Rights for LGBTQ people have been advanced by two key decisions in the United States and Gabon, which signal continuing, if slow, progress for the widely persecuted community.

Both came as the LGBTQ community celebrated Pride Month in June. Though many Pride marches around the world were postponed because of the Covid-19 pandemic, a ruling of the United States (US) Supreme Court and a decision by legislators in Gabon have been noted as significant advances for a community that routinely confronts injustice and the denial of human rights.

In the first victory, the US Supreme Court ruled that a landmark civil rights law protects gay, lesbian and transgender people from discrimination in employment. 

The court decided by a 6-3 vote that a key provision of the Civil Rights Act of 1964, known as Title VII, that bars job discrimination on the grounds of sex, among others, encompasses bias against LGBTQ workers. 

Justice Neil Gorsuch wrote in the judgment: ‘An employer who fires an individual for being homosexual or transgender fires that person for traits or actions it would not have questioned in members of a different sex. ‘Sex plays a necessary and undisguisable role in the decision, [which is] exactly what Title VII forbids.’ 

IRR analysts point out that the ruling illustrates how existing legislation can be used to further LGBTQ equality.  For example, Botswana’s High Court in 2019 scrapped laws criminalising homosexuality based on a similar approach. In the past, Botswana’s main LGBTQ organisation, Lesbians, Gays and Bisexuals of Botswana, took steps to ‘test’ the courts on where they stood on LGBTQ rights and how they interpreted the law. It was eventually concluded that the ‘crime’ was sodomy, not homosexuality. LGBTQ people could thus be protected under the rights of freedom of association and freedom of expression. This set the foundation upon which the decriminalisation case was built in Botswana. Using existing legislation to further LGBTQ rights proved much easier than attempting to build a case from scratch.

The second victory for the LGBTQ community occurred in Gabon when lawmakers voted to reverse one-year-old legislation outlawing homosexuality.
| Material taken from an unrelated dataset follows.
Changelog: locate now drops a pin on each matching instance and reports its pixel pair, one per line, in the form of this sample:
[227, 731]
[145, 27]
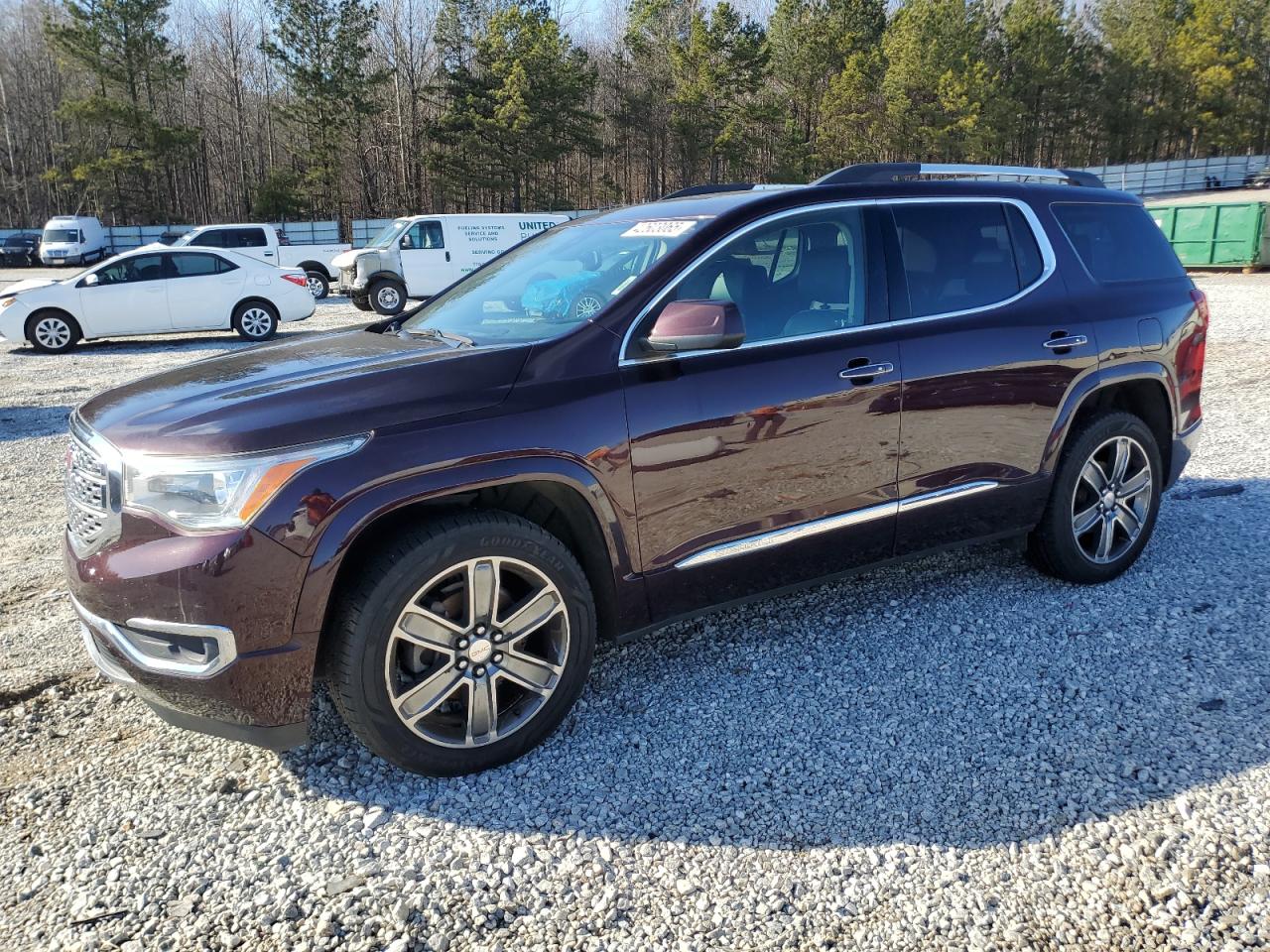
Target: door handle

Until recently, same-sex relationships were not criminalised in Gabon. That changed in July 2019, when an anti-gay provision was adopted. It provided for punishment of homosexuality with up to six months in prison and a fine of 5 million CFA francs (US$8,521). However, last week, 48 MPs in the National Assembly voted in favour of a government-backed bill to repeal the 2019 provision banning consensual ‘sexual relations between people of the same sex’. Twenty-four voted against, while 25 abstained.

The significance of the decision is borne out by the fact that Gabon is ranked as one of the most homophobic regions in the world.  Afrobarometer, which regularly conducts attitude surveys across the continent, reported that only a fifth of Africans express high tolerance for LGBTQ individuals. 

However, IRR analysts believe the development in both the US and Gabon are indications of a world waking up to the gross injustices that LGBTQ people suffer daily.